On a balmy late summer night, thousands converged on Central Park for the live-broadcast Global Citizen Festival, which hands out tickets for free to fans who take actions such as petitioning their governments to support development assistance.
With US President Donald Trump proposing sweeping aid cuts, the concert had set a goal of building political momentum in the world’s largest donor nation.
Wonder took the stage and knelt, emulating a gesture popularized by NFL quarterback Colin Kaepernick during the national anthem to denounce racial injustice. Trump on Friday angrily denounced such protests, using profanity to demand that teams fire the athletes.
“Tonight, I’m taking a knee for America,” the blind soul legend said as took to the ground, his son Kwame Morris clutching his arm.
Wonder also voiced worry over the increasingly personal venom between Trump and North Korean leader Kim Jong-un.
“We could lose the ultimate video game — of life — losing sight that weapons are real, and rhetoric is dangerous, whether it be from a superpower in North America or a superpower in North Korea,” Wonder said.
Wonder jammed through more than an hour of his best-loved songs before turning his ever-powerful belting voice to the 1985 charity singalong We Are the World as well as Imagine, the peace anthem by John Lennon, who was assassinated a short stroll away.
The 67-year-old Wonder closed by bringing up a visibly star-struck Pharrell Williams, singing together a funk-heavy take of Get Lucky, which Williams co-wrote for Daft Punk, as well as the younger artist’s ode to optimism Happy.
The diverse but heavy-hitting lineup also featured chart-topping electronic duo The Chainsmokers, rising soul star Andra Day, folk rockers The Lumineers and young Canadian pop songwriter Alessia Cara — who, in a feat of organization, also performed on Saturday in Toronto at the Invictus Games for wounded soldiers and veterans.
Punk rock greats Green Day injected politics as well, with frontman Billie Joe Armstrong weaving Trump into the lyrics of American Idiot, the band’s high-octane 2004 indictment of US media culture.
Green Day turned down the volume for a second set of Wake Me Up When September Ends and Good Riddance (Time Of Your Life), set to a slideshow from UNICEF to show the still severe human impact of AIDS.
French President Emmanuel Macron addressed the festival by video, promising to help raise more than US$1 billion for the Global Partnership for Education before a Feb. 8 conference in Senegal.
The partnership has a goal of US$3.1 billion in funding for next year through 2020, of which US$2 billion has already been committed.

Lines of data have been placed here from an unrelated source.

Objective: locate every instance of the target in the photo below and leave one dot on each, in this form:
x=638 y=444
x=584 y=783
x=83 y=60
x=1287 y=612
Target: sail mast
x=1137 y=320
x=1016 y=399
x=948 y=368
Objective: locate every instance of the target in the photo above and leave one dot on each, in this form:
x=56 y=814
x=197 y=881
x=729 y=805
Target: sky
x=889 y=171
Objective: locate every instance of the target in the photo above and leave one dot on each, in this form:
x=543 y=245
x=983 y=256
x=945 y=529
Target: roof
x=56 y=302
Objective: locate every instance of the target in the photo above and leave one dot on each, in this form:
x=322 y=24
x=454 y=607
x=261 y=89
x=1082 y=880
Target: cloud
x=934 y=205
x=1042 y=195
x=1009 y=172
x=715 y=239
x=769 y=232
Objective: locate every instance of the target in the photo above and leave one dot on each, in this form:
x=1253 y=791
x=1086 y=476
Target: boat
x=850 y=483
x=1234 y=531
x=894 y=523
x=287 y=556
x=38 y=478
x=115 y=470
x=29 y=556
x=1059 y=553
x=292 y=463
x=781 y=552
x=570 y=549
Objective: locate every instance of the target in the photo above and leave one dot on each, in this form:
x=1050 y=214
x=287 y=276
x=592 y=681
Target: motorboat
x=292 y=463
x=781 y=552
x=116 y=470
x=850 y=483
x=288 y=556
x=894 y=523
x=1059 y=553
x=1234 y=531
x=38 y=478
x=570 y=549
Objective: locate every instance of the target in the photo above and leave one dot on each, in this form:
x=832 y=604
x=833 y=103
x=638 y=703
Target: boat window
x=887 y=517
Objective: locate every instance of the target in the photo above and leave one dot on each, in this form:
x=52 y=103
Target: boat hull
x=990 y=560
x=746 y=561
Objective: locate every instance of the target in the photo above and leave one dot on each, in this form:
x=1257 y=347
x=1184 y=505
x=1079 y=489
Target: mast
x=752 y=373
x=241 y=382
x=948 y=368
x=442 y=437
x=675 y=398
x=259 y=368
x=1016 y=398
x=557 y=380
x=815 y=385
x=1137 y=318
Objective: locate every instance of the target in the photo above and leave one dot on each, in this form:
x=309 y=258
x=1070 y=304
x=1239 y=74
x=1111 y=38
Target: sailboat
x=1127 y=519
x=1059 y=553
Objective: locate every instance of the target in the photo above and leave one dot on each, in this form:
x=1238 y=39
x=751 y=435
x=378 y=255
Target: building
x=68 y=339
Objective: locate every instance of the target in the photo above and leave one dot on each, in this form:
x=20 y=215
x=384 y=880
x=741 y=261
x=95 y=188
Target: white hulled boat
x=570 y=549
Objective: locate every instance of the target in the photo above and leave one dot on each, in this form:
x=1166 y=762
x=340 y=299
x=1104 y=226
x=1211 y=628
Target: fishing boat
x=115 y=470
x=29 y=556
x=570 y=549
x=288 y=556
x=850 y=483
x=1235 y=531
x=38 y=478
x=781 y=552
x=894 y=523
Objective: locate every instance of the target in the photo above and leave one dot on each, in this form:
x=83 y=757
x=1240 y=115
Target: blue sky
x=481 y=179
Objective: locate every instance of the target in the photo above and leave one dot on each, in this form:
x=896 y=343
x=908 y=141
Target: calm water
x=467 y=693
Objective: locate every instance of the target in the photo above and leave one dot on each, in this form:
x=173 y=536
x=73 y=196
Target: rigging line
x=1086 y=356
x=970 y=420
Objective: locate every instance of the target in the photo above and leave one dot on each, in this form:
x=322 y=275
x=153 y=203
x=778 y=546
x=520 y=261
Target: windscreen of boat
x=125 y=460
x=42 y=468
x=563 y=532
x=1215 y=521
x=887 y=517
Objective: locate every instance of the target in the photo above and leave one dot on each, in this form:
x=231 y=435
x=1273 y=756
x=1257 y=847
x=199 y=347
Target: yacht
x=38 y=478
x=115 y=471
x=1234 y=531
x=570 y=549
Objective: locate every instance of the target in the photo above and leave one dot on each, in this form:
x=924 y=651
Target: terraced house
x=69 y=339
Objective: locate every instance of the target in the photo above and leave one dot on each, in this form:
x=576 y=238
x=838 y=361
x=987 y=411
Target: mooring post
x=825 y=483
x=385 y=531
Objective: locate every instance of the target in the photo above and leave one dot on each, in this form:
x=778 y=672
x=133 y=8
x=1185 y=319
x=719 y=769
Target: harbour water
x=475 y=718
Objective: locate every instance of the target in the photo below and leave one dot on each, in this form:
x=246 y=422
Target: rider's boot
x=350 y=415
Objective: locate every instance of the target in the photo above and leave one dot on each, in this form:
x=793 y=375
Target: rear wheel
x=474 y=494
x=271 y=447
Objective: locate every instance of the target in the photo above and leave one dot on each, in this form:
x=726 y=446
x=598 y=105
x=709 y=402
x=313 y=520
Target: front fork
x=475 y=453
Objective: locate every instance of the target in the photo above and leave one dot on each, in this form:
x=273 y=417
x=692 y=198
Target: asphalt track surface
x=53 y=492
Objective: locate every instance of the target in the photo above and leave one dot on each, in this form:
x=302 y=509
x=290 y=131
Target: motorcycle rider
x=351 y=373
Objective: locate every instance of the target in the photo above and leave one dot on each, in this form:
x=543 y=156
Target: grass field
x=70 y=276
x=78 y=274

Danish Minister for Development Cooperation Ulla Tornaes told the festival that her government would next year double to US$110 million its international funding for women’s sexual and reproductive health.
“When some countries stop fighting for women’s rights, we intensify ours,” she said to applause.
US Representative Charlie Dent, a moderate Republican, said that Global Citizen had triggered about 400,000 calls to the US Congress to preserve aid — and voiced hope the pressure would work.